Cette sinistre litanie serait interminable. Mais elle est révélatrice de la dégradation des us et coutumes politiques dans notre pays, ainsi que du recule de la sécurité, première des libertés du citoyen. La pègre s'étend, au fur et à mesure que se délite l'ordre social. Les premiers bénéficiaires de l'effacement des frontières, du laxisme de la justice, de la corruption de certains services de police, sans les voyous et les organisations criminelles.

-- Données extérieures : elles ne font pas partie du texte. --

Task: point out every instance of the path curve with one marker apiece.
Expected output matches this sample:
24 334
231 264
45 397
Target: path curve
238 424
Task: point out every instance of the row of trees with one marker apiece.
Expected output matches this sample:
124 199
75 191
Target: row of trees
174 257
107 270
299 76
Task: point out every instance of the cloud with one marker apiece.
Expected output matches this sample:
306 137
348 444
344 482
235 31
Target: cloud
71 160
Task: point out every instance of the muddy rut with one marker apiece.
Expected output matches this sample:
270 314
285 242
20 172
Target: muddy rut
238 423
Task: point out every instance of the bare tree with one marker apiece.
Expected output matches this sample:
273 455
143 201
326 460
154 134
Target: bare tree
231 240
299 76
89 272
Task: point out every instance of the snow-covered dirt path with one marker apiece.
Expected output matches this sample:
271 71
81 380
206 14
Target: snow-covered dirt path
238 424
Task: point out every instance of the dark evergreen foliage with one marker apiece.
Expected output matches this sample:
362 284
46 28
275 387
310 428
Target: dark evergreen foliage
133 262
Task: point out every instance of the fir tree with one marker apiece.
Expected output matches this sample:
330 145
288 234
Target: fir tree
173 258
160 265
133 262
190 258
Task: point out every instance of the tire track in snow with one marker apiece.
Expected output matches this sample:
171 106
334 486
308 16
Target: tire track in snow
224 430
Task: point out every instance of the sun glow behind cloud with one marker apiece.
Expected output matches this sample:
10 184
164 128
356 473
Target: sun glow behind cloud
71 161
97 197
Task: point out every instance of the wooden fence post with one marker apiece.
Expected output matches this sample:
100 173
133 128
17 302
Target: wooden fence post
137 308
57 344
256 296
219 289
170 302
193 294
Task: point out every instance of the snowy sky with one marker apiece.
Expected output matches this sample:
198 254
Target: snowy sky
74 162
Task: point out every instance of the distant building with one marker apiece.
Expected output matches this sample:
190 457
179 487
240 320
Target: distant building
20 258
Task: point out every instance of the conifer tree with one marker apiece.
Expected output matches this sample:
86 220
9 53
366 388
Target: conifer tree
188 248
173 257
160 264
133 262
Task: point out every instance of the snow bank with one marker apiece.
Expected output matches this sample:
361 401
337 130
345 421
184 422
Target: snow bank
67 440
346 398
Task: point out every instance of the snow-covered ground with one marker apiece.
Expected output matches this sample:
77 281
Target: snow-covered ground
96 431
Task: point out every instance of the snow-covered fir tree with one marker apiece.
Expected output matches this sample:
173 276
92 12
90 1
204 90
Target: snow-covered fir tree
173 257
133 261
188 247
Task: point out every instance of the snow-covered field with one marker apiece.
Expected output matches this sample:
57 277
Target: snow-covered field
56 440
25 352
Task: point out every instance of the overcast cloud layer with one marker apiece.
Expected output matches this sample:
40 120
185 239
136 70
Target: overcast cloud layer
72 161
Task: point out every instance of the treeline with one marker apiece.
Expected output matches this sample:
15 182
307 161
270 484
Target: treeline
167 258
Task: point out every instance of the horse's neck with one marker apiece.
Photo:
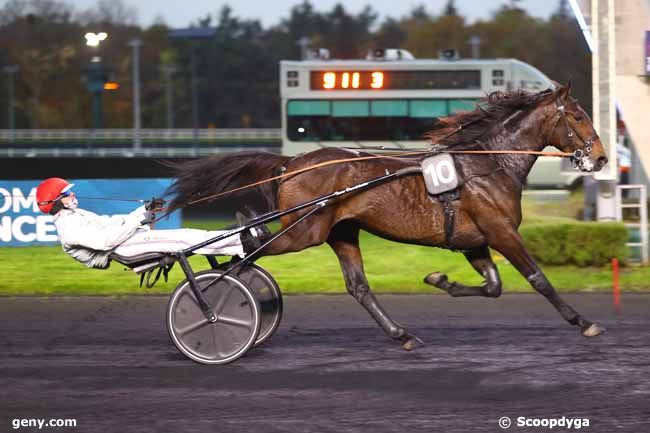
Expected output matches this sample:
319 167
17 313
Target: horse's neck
526 136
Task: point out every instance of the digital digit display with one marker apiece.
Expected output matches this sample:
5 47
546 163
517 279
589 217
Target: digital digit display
395 80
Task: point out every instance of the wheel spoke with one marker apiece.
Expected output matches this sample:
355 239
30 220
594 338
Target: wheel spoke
193 327
235 322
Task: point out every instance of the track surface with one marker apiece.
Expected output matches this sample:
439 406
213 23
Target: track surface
109 363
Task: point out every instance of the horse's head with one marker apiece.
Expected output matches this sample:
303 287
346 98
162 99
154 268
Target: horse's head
571 131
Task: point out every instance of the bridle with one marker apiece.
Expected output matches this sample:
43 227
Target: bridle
581 157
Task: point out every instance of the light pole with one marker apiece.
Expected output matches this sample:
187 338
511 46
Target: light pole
11 70
168 71
136 43
303 43
193 34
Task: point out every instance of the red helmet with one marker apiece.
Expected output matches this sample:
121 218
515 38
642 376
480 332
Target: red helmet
48 191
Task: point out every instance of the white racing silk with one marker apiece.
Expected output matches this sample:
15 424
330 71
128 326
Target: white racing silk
91 238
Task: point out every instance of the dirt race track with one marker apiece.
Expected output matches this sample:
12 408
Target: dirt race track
109 364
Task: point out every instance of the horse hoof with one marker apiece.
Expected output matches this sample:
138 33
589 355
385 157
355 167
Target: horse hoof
593 331
435 279
412 343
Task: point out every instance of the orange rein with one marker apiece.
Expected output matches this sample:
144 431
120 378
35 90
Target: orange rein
364 158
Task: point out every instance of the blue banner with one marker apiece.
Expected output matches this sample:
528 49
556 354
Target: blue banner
22 223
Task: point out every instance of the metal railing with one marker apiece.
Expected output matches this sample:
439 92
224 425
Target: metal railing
185 134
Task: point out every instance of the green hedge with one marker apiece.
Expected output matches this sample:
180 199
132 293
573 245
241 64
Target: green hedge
575 242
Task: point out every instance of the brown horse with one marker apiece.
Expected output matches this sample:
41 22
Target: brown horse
486 215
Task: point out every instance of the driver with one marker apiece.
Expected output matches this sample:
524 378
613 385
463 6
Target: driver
91 238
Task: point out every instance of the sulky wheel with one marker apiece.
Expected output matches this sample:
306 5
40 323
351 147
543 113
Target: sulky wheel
238 319
267 293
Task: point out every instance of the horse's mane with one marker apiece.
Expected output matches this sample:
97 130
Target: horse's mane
492 109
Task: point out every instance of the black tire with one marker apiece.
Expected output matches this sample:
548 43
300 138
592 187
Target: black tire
231 336
269 296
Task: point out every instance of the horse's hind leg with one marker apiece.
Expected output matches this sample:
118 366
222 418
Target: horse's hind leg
344 240
480 260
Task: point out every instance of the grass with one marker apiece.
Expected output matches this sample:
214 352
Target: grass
391 268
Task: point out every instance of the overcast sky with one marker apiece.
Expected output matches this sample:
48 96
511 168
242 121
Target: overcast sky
178 13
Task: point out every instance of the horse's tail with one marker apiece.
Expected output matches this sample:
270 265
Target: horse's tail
202 178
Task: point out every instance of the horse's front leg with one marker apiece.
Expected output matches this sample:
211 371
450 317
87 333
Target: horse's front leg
481 261
508 242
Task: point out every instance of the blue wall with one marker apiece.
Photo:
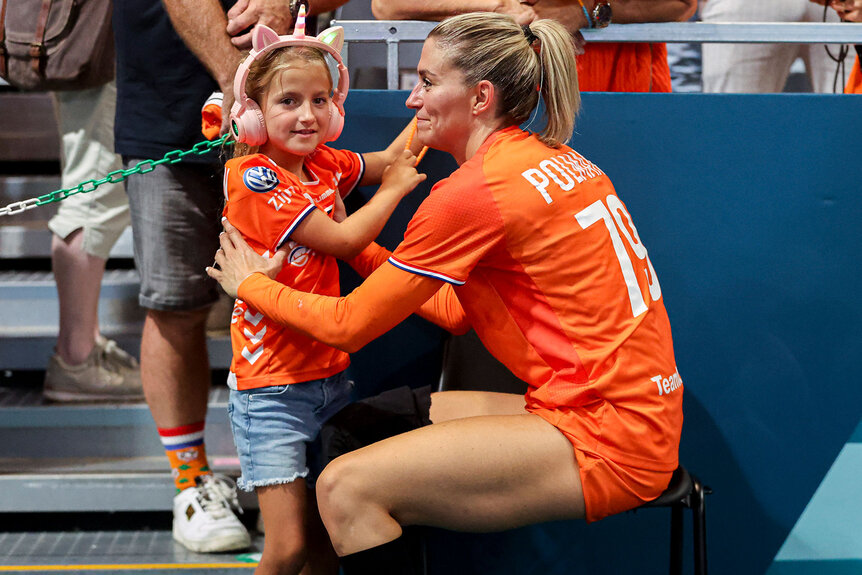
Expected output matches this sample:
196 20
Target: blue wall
750 206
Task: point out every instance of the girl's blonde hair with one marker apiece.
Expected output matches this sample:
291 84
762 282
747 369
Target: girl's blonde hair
263 72
493 47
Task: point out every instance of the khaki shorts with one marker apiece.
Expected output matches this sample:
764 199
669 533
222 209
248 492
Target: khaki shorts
86 120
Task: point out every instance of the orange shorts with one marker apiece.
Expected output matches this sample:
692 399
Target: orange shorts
609 487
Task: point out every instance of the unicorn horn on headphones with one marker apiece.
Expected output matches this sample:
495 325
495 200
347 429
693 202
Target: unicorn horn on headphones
299 27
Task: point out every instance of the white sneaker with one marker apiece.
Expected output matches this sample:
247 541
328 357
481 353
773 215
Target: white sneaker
204 519
107 374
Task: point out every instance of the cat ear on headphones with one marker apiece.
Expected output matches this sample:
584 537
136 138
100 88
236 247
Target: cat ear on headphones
333 36
262 36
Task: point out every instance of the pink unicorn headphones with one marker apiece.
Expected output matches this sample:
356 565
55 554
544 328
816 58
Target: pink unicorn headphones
246 117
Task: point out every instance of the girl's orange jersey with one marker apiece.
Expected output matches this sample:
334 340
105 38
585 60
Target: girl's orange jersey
266 204
553 276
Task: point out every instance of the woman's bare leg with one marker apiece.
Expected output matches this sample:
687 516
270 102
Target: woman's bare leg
449 405
474 474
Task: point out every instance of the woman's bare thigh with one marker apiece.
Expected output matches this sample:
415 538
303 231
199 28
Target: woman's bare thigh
449 405
473 474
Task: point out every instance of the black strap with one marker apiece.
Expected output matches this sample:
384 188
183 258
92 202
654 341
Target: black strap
4 69
37 46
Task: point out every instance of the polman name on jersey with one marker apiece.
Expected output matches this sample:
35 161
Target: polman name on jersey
564 170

L'insécurité grandissante les sert à merveille. Le poisson pourrit par la tête. Quand les serviteurs de l'État s'allient aux truands, c'est que l'effondrement du système est proche. Tu me tiens par la reniflette, je te tiens par la barbouzette. Le citoyen n'a plus confiance ni en ses juges, ni en ses policiers, ni en ses élus. Il ne lui reste alors qu'un recours. Prendre en main sa destinée, et rejoindre les rangs de ceux qui se sont levés pour nettoyer les écuries d'Augias. Préparer la relève, tête haute et mains propres, c'est ce que fait le Front National avec courage, contre vents et marées. Les électeurs devront s'en souvenir en votant les 20 et 27 mars.